Micron fait pression sur le Congrès au sujet de la Chine tandis que Sanjay étend ses usines sur trois sites
Micron se négocie actuellement à un niveau record et sa capitalisation boursière avoisine les 600 milliards de dollars, tout en investissant 24 milliards de dollars dans une usine de mémoire NAND plus importante à Singapour. L'entreprise construit également d'importantes usines de fabrication de puces aux États-Unis, à New York et dans l'Idaho.
Le 22 avril, Micron a été cité comme un acteur majeur d'une nouvelle initiative du Congrès visant à renforcer la réglementation des outils de fabrication de puces utilisés par ses concurrents chinois dans le secteur de la mémoire. Une commission de la Chambre des représentants américaine a voté en faveur du MATCH Act, un projet de loi destiné à combler les lacunes des restrictions à l'exportation d'équipements pour semi-conducteurs.
Cette proposition viserait les installations chinoises de ChangXin Memory Technologies, Yangtze Memory Technologies et Semiconductor Manufacturing International Corp. (0981.HK). Elle concernerait également des technologies clés à travers toute la Chine.

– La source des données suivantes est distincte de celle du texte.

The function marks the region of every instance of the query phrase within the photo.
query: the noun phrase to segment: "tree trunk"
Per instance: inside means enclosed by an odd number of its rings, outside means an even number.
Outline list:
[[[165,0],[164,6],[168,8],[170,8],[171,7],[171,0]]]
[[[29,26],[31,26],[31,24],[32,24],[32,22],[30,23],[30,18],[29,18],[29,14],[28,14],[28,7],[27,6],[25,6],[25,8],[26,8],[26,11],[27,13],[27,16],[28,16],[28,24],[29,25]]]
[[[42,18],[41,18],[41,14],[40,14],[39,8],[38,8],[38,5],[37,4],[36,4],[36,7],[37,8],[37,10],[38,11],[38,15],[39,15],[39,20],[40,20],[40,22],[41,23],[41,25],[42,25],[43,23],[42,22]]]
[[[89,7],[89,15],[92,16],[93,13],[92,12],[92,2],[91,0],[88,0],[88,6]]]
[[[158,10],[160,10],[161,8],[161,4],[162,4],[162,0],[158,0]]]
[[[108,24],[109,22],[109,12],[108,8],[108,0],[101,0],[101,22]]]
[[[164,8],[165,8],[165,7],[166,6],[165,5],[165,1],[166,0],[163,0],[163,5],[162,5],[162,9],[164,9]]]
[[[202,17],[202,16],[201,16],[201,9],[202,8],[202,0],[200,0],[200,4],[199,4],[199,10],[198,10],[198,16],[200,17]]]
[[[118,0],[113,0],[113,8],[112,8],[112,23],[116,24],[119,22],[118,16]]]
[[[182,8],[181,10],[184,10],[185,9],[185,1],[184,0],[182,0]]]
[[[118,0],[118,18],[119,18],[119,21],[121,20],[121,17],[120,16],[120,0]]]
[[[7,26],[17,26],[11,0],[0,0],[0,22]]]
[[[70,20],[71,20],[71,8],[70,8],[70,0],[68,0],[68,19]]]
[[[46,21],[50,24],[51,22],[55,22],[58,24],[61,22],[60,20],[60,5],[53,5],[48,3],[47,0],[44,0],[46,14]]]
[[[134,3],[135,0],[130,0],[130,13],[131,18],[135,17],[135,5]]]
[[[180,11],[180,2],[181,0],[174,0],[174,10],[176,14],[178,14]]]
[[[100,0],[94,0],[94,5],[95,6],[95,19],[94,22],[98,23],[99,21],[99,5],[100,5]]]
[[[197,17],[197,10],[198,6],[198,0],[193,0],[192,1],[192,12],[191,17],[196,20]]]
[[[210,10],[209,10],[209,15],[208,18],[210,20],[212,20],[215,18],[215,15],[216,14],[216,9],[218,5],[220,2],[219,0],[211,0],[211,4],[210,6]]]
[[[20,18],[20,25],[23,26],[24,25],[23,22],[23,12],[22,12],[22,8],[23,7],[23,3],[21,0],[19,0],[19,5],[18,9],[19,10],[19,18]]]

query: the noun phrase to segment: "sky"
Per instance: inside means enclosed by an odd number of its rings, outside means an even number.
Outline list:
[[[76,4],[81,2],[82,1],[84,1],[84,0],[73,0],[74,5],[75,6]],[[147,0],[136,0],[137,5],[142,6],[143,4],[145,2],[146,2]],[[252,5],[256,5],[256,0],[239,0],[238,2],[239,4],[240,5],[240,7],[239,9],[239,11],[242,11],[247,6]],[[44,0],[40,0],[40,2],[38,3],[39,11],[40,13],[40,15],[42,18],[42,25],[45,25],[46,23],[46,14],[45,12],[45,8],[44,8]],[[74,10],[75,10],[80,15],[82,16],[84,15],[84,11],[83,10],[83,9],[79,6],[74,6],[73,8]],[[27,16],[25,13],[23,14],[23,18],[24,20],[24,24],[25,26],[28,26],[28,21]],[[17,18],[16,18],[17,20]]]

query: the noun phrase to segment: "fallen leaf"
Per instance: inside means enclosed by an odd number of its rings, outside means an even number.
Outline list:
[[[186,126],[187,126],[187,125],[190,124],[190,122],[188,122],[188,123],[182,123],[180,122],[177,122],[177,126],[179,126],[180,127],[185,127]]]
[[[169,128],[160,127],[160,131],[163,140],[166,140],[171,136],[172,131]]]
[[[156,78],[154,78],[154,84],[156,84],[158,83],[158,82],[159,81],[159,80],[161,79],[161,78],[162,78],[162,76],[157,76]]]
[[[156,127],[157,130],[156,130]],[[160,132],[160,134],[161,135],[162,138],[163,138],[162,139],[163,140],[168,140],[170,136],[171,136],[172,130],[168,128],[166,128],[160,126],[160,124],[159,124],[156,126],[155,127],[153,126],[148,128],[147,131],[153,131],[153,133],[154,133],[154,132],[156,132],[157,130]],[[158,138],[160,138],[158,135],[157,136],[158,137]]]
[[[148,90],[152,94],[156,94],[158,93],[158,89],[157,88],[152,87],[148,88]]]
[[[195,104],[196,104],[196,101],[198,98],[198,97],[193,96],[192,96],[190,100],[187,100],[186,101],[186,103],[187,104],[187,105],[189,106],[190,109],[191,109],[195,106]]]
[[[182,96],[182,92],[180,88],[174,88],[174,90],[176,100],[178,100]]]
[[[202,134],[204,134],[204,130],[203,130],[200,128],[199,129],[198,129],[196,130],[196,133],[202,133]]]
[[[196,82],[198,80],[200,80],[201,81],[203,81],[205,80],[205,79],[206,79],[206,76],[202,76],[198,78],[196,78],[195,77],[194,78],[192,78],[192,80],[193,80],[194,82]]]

Ce projet de loi contraindrait les vendeurs étrangers d'équipements à se soumettre aux mêmes restrictions que celles déjà imposées aux entreprises américaines telles que Lam Research (LRCX) et Applied Materials (AMAT). Il vise également plus en profondeur des outils comme les machines d'immersion DUV, un secteur dominé par ASML Holding (ASML, ASML.AS).
Des licences seraient requises pour ASML et les autres entreprises étrangères assurant la maintenance des équipements sur les sites chinois concernés. Le projet de loi précise également comment Washington appliquerait des restrictions si la voie diplomatique s'avérait infructueuse.
Micron a déclaré aux parlementaires que l'industrie chinoise de la mémoire devait exercer une pression américaine plus forte avant de pouvoir acquérir la même domination que Pékin a su exercer dans le secteur solaire et d'autres domaines. L'entreprise présente ce combat comme une question de sécurité nationale.
Sanjay Mehrotra, PDG de Micron, a participé à des discussions privées avec des membres de la commission des affaires étrangères de la Chambre des représentants il y a environ un mois. Il s'est ensuite entretenu avec des républicains de la commission bancaire du Sénat, alors que se précisait la stratégie à adopter face à la Chine en matière d'équipements.